Espacio curvo de Riemann (III de III)

Así, que el espacio en el que viajamos los humanos y las estrellas es curvo y no plano, como se había considerado en los dos mil años precedentes.

Romeo Pérez Ortiz

2020-08-02
Ciudad de México

Albert Einstein, conocido por sus teorías de relatividad especial y general, estudió detalladamente la geometría riemanniana para poder describir la curvatura del espacio-tiempo. Sus estudios se basaron en el tensor de curvatura de Riemann, una entidad algebraica independiente de cualquier sistema de coordenadas que generaliza los conceptos: escalar, vector y matriz. Esta herramienta matemática ayudó a caracterizar espacios curvos de dimensiones superiores a tres, incluyendo el espacio-tiempo de Einstein. En efecto, si el tensor de Riemann resulta ser cero, entonces el espacio es plano y si es distinto de cero, entonces el espacio es curvo de tipo hiperbólico o elíptico.

El tensor de Riemann, introducido por su autor en 1862, abrió la posibilidad de estudiar la estructura geométrica del Universo real. Durante la segunda mitad del Siglo XIX, la aportación de Riemann a la teoría tensorial se había quedado en el terreno teórico; pero en la teoría de la relatividad general de Einstein fue utilizada para el análisis de la estructura geométrica del Universo real donde habitamos los seres humanos y las estrellas. Einstein demostró que el espacio y el tiempo forman una variedad diferenciable que bautizó como espacio-tiempo y comprobó que tal espacio queda definido por el tensor de curvatura de Riemann distinto de cero.

Las observaciones de la realidad guiaron a Einstein hacia el descubrimiento de que la geometría euclidiana no encajaba en sus investigaciones. Se dio cuenta que la contracción relativista de las distancias aplicadas a un cuerpo que gira uniformemente hacía que la circunferencia cambiara con el movimiento, pero no así el diámetro, que era perpendicular al vector velocidad. Esta demostración contradecía la fórmula de longitud de la circunferencia L=D π, dado que al dividir la longitud L de la circunferencia sobre su diámetro D no se obtenía el número irracional π. Lo que dejaba en claro que el cuerpo, al girar, dependía de la velocidad y no del diámetro. Este análisis condujo a Einstein a abandonar la geometría euclidiana para compenetrarse en el estudio de la geometría riemanniana, que le sirvió para demostrar que las longitudes y el tiempo dependían no solo de la velocidad, sino también del movimiento acelerado, ambos generados por la presencia de la materia (para más detalle leer el libro Albert Einstein: navegante solitario, del doctor en física y matemáticas Luis Fernando de la Peña Auerbach).

Para consolidar su teoría, Einstein demostró, además, que la luz no solo es desviada por su peso (teoría newtoniana) sino también, y sobre todo, debido a la curvatura del espacio provocada por la masa del Sol (teoría relativista). Esta conclusión fue confirmada en mayo de 1919, por el astrónomo Arthur Eddington en un eclipse solar. Las fotos mostraron una desviación de las estrellas brillantes cercanas al Sol. Al comprobar que la luz se “curva” (o desvía) al estar muy próxima a una materia, en este caso la del Sol, llevó a Einstein a demostrar que la curvatura del espacio-tiempo se debe a la presencia de la materia. Concluyó que los cuerpos con masa menor recorren necesariamente las geodésicas de las deformaciones (curvaturas) provocadas por los cuerpos de masa mayor. Einstein dedujo entonces que “toda partícula sobre la que no actúan fuerzas excepto la gravedad, viaja a lo largo de una geodésica del espacio-tiempo”.

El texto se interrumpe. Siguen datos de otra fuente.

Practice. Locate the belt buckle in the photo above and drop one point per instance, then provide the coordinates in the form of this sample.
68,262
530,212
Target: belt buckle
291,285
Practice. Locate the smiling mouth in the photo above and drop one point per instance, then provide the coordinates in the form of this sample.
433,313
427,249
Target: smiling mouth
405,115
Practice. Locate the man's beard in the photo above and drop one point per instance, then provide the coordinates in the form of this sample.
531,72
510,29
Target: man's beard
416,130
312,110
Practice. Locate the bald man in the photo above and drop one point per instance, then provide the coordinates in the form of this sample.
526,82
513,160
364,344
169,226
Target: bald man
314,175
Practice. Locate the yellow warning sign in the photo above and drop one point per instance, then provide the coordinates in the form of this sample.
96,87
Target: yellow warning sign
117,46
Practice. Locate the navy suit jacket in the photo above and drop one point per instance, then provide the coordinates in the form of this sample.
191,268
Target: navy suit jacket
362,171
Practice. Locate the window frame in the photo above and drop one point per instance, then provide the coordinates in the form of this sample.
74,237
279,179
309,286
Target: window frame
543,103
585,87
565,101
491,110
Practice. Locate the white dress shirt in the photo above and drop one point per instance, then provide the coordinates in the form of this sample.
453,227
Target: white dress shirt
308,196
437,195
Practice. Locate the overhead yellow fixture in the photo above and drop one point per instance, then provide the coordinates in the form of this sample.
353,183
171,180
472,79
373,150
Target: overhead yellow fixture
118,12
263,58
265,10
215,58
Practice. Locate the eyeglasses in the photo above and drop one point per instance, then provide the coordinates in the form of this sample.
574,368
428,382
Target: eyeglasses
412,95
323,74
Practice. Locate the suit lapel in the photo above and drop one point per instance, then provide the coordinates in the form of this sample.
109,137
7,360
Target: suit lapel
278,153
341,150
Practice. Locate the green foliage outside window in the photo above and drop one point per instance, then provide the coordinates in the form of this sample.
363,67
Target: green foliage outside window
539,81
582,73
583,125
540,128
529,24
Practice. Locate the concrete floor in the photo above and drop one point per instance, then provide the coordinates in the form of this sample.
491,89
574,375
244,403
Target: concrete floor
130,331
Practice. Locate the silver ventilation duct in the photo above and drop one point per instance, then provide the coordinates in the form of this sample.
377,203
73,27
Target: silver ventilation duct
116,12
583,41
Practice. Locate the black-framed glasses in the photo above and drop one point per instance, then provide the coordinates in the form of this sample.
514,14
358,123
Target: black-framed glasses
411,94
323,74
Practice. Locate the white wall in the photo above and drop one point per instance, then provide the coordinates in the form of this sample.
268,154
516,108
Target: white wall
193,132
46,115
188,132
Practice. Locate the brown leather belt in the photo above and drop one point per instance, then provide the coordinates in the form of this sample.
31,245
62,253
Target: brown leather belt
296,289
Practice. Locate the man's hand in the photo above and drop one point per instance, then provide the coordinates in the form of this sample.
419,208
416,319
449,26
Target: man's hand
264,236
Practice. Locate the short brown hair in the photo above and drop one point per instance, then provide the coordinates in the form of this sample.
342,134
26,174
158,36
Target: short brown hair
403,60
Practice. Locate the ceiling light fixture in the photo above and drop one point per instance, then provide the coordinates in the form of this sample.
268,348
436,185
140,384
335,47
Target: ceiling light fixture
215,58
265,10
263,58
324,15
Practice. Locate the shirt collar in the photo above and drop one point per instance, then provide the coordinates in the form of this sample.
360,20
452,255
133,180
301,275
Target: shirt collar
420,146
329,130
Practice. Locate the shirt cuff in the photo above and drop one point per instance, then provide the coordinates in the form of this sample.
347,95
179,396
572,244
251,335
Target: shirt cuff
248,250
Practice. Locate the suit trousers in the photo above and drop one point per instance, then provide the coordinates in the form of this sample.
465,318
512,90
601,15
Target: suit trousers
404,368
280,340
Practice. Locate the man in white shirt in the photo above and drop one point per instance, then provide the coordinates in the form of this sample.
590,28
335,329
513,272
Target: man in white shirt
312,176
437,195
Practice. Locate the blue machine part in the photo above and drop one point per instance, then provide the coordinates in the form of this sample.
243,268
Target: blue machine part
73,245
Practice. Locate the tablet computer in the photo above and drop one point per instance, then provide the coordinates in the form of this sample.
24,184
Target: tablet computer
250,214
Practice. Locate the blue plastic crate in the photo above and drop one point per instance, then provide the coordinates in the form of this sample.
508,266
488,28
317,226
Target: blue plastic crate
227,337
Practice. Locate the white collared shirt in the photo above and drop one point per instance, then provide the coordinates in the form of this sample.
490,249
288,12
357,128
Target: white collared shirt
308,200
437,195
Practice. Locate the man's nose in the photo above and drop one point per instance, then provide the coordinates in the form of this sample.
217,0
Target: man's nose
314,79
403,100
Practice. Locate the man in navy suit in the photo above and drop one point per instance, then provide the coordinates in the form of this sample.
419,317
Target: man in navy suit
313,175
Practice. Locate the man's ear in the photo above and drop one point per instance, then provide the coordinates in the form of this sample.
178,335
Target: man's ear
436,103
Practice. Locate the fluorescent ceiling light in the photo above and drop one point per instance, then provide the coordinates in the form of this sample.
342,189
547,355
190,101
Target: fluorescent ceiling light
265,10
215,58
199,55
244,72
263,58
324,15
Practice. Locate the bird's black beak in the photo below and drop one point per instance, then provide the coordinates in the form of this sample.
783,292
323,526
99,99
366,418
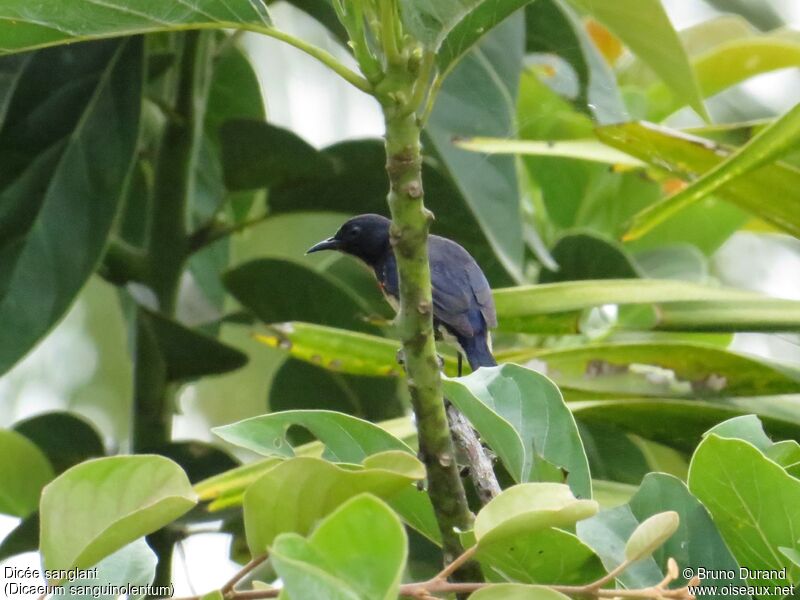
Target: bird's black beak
329,244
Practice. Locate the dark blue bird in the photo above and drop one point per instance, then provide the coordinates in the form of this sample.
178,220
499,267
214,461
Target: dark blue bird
462,298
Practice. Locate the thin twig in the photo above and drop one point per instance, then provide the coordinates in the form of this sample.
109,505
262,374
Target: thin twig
481,471
247,569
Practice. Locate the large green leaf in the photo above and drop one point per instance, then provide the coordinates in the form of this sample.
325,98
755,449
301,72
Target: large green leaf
24,470
548,555
479,99
750,498
95,508
343,558
693,370
643,25
276,502
521,415
697,543
26,26
57,185
767,146
346,438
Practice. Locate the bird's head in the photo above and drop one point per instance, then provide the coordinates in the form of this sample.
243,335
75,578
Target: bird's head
365,237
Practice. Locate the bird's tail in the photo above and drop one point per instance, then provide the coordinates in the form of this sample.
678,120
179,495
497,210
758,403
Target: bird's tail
477,350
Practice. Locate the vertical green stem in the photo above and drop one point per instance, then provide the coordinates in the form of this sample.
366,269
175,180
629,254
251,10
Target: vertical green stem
410,224
166,254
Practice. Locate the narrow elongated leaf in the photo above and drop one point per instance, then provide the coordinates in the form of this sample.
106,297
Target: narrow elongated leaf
343,558
590,150
729,477
695,543
60,186
28,26
95,508
693,370
522,417
346,438
643,25
24,470
479,99
767,146
275,503
675,423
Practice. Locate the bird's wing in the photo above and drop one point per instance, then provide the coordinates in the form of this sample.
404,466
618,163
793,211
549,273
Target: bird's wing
461,294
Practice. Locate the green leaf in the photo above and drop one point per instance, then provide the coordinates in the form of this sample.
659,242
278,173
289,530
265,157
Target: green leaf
516,591
99,506
275,503
485,15
675,423
589,150
731,478
343,558
586,255
133,565
681,306
548,555
346,438
643,25
25,27
522,416
668,369
56,185
696,543
651,534
187,353
257,154
728,64
552,27
200,460
360,185
254,284
24,470
65,438
478,100
764,148
529,507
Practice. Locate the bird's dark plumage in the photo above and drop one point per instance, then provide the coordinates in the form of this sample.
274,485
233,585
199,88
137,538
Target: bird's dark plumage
462,298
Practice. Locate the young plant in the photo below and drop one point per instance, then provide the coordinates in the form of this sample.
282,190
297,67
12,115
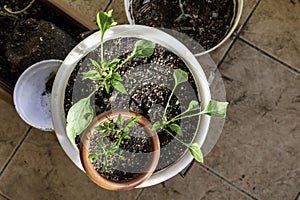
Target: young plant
105,74
183,16
214,109
120,131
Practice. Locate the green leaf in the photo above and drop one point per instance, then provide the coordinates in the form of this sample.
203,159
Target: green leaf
112,64
105,21
176,128
79,117
106,85
120,121
196,152
91,74
143,48
99,128
117,76
156,126
118,86
215,109
182,17
180,76
194,105
95,63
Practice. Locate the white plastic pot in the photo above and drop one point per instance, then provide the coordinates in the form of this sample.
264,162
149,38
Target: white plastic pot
30,99
238,13
141,32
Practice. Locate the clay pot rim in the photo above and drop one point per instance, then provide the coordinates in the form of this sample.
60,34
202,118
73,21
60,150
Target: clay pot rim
124,185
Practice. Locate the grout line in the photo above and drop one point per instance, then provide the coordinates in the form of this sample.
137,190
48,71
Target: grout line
248,18
14,151
244,192
295,70
140,194
107,6
4,196
297,196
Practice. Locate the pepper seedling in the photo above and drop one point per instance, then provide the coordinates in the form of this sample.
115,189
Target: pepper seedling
105,74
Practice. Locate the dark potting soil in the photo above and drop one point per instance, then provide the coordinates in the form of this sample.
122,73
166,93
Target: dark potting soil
209,23
135,152
149,82
37,34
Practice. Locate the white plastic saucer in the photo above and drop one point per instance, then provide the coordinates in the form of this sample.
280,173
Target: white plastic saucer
31,100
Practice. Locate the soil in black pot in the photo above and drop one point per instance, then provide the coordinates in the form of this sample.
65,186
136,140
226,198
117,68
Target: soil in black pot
37,34
149,82
128,161
208,24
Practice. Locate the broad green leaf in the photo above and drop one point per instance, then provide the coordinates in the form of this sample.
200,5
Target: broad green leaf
112,64
143,48
118,86
182,17
156,126
126,136
99,128
196,152
105,21
106,85
117,76
194,105
215,109
180,76
176,128
134,119
95,63
79,117
120,121
91,74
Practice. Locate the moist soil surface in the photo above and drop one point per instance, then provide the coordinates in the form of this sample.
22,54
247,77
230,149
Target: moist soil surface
37,34
134,153
208,24
149,82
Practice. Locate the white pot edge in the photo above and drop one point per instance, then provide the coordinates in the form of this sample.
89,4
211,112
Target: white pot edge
142,32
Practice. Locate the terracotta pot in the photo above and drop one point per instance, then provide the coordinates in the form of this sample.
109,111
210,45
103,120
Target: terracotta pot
124,185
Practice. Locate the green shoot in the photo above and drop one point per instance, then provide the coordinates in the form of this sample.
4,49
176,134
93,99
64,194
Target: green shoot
214,109
120,130
105,74
183,16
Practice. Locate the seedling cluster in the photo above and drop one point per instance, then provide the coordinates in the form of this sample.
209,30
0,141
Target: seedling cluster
106,75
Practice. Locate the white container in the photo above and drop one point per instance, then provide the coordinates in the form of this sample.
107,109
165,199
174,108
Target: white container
31,101
238,13
141,32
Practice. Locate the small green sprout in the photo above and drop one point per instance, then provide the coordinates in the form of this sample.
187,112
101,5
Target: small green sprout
120,130
105,74
183,16
214,109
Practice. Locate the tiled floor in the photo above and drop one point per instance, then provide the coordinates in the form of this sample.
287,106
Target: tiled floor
257,155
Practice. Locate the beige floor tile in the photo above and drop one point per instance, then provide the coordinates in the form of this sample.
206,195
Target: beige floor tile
41,170
259,147
275,28
197,185
12,129
2,198
88,8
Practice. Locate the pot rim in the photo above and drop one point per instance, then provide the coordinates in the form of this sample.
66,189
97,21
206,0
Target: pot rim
141,32
238,14
32,107
124,185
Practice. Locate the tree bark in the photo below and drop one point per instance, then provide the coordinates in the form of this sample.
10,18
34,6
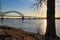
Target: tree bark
50,30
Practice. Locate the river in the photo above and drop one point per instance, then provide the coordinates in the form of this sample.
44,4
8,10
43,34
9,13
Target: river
30,25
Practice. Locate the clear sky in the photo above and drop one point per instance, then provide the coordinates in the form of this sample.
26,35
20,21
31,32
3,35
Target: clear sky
24,6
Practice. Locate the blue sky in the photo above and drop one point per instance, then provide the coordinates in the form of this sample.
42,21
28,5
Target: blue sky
24,6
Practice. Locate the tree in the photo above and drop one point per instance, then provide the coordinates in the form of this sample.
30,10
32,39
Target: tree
50,29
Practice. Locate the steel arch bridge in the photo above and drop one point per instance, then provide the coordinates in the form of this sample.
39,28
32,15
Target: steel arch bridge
2,14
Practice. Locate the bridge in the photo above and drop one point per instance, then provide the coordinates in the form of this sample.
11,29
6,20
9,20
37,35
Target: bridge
3,15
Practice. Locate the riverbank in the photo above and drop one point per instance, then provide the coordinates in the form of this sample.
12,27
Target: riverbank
9,33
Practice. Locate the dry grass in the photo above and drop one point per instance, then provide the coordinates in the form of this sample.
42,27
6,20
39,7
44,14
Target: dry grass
9,33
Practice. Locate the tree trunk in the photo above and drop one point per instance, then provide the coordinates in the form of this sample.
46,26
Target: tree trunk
50,30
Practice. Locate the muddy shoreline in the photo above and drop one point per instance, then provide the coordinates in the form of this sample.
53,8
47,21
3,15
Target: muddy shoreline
9,33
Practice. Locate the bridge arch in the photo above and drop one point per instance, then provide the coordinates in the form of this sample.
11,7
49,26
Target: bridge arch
14,12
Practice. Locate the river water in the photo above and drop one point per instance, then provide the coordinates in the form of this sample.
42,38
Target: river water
30,25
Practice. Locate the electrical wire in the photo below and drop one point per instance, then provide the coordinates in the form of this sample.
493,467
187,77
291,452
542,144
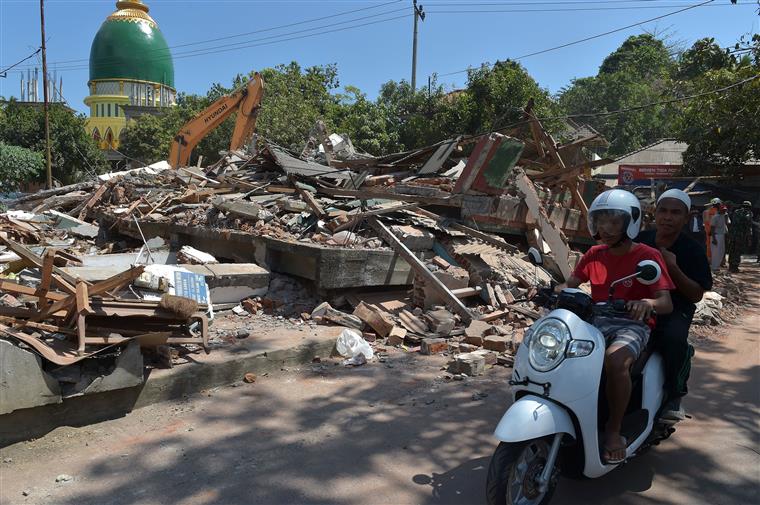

En las escuelas básicas aprendimos que la gravedad solar hace que nuestro planeta se mueva alrededor del Sol en una órbita elíptica. Pero la teoría general de relatividad de Einstein demostró que la masa del Sol es la que deforma (o curva) el espacio-tiempo en su recorrido y la Tierra, con los demás planetas que también tienen una masa menor, recorren necesariamente la geodésica al interior de la deformación formada en las proximidades del Sol. Estas conclusiones, obtenidas a partir del estudio del tensor de curvatura de Riemann, profundizaron en el conocimiento del hombre acerca de la estructura geométrica del Universo. Se demostró, así, que el espacio en el que viajamos los humanos y las estrellas es curvo y no plano, como se había considerado en los dos mil años precedentes.